Uma época de frio intenso reduziu a agricultura do Império Romano, um vulcão desequilibrou a cultura maia e secas causaram revoltas na Irlanda medieval – vários estudos científicos apresentados recentemente em Viena lembraram o impacto e a ameaça que a mudança climática representa para a sociedade.
As pesquisas expostas durante a assembleia anual da União Europeia de Geociências se referem a causas e épocas distintas, mas coincidem no brutal impacto que a mudança climática teve na civilização humana desde a Antiguidade até o presente.
“Entender claramente como a seca impactou nas sociedades humanas no passado nunca foi muito importante, ainda mais com a atual interferência humana no sistema climático global”, advertiu em sua apresentação Francis Ludlow, do Trinity College de Dublin.

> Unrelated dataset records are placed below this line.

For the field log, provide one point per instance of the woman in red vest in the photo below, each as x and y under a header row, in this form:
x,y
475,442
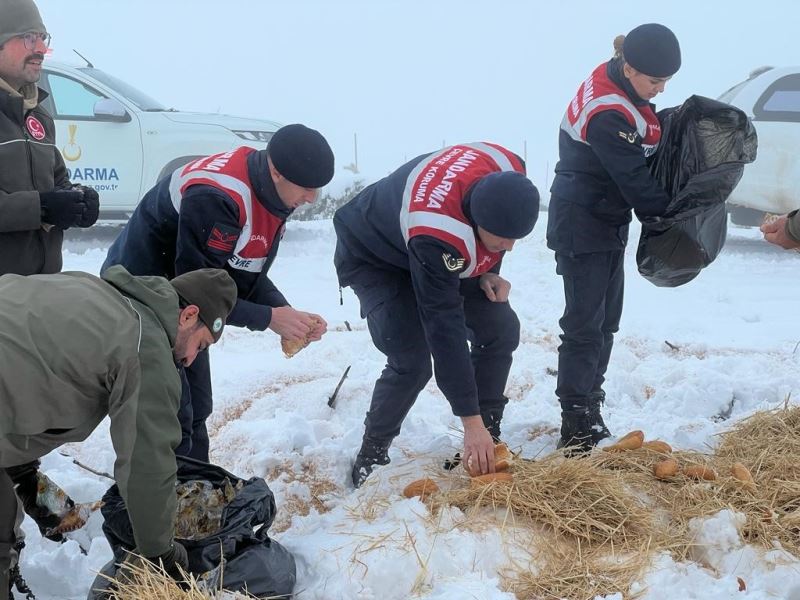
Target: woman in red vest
x,y
608,132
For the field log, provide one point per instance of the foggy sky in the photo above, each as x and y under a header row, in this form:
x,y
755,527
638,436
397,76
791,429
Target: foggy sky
x,y
408,77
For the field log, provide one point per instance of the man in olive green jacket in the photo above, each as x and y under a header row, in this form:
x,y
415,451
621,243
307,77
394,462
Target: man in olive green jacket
x,y
107,347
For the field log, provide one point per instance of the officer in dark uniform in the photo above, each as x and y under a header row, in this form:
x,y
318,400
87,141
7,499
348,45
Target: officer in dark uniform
x,y
422,249
228,211
608,132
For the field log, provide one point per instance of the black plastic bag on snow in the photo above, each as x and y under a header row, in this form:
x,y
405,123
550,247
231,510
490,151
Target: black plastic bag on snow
x,y
704,147
253,561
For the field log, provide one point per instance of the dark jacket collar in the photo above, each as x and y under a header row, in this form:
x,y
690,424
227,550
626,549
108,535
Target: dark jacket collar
x,y
615,74
261,181
12,106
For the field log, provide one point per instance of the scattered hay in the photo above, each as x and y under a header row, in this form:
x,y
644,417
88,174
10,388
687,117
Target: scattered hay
x,y
319,488
569,573
146,580
573,497
609,515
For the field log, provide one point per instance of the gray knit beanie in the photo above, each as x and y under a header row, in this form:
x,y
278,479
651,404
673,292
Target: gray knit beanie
x,y
18,17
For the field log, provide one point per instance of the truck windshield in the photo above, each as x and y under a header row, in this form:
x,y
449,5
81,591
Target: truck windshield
x,y
140,99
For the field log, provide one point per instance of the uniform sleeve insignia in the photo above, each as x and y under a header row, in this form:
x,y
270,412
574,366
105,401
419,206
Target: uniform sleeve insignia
x,y
222,239
452,264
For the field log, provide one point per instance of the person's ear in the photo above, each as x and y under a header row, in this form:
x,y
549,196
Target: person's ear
x,y
273,172
189,315
628,70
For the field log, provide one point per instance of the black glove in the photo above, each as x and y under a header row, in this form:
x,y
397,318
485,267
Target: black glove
x,y
26,477
92,200
62,208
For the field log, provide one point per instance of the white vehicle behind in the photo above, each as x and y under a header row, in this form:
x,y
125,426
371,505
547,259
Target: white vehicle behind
x,y
771,97
121,142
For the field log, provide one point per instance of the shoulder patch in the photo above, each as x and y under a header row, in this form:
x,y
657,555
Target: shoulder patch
x,y
452,264
223,238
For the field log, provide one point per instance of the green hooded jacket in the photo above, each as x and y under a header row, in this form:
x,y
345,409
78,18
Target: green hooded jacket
x,y
75,348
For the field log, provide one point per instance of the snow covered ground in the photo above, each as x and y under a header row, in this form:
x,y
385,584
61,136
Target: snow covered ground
x,y
737,329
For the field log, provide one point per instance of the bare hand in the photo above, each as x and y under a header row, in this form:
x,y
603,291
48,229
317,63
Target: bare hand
x,y
495,287
478,447
775,233
291,324
319,329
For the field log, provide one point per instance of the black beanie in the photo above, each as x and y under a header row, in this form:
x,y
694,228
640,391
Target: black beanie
x,y
505,204
18,17
652,49
302,156
213,291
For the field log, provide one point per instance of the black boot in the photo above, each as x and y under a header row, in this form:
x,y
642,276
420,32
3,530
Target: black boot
x,y
576,430
373,452
599,429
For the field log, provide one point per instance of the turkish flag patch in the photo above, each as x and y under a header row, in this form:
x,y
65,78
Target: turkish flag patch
x,y
223,238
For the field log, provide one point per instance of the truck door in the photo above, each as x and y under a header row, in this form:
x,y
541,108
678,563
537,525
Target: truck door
x,y
100,140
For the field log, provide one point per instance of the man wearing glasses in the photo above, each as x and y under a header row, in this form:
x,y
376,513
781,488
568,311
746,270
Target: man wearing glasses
x,y
37,200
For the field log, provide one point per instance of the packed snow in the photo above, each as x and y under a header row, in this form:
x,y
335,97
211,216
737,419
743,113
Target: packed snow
x,y
733,349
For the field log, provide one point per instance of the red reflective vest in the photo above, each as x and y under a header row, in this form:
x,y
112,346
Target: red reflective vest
x,y
432,199
228,173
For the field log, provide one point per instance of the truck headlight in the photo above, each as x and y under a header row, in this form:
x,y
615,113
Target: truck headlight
x,y
254,136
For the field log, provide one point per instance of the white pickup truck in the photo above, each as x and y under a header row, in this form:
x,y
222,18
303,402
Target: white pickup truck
x,y
771,97
121,142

Embora a mudança climática do passado seja associada a causas naturais e a atual, segundo todos os estudos, aponta para a ação humana, os desafios para a humanidade são os mesmos.
Este historiador liderou uma equipe que combinou a análise dos anéis das árvores – onde é possível traçar mudanças na temperatura e precipitações – com textos históricos para comprovar a relação entre períodos de seca e explosões de violência e tensão na sociedade irlandesa medieval.
Em seu estudo, Ludlow assegura ter encontrado vínculos recorrentes entre registros históricos de episódios de violência, como a batalha de Clontarf em 1014, e momentos de intensa seca que provocaram epidemias, crises de fome e movimentos de populações em busca de comida.
Para Ludlow, é difícil saber como um evento natural extremo afetaria à sociedade hoje em dia, porque o mundo atualmente está muito globalizado e conectado através da tecnologia.
“Deveríamos estar preparados para eventos inesperados. Tivemos experiências como erupções de vulcões nos últimos 200 anos, mas não sabemos como a atual sociedade poderia conduzir isso”, declarou Ludlow à Agência Efe.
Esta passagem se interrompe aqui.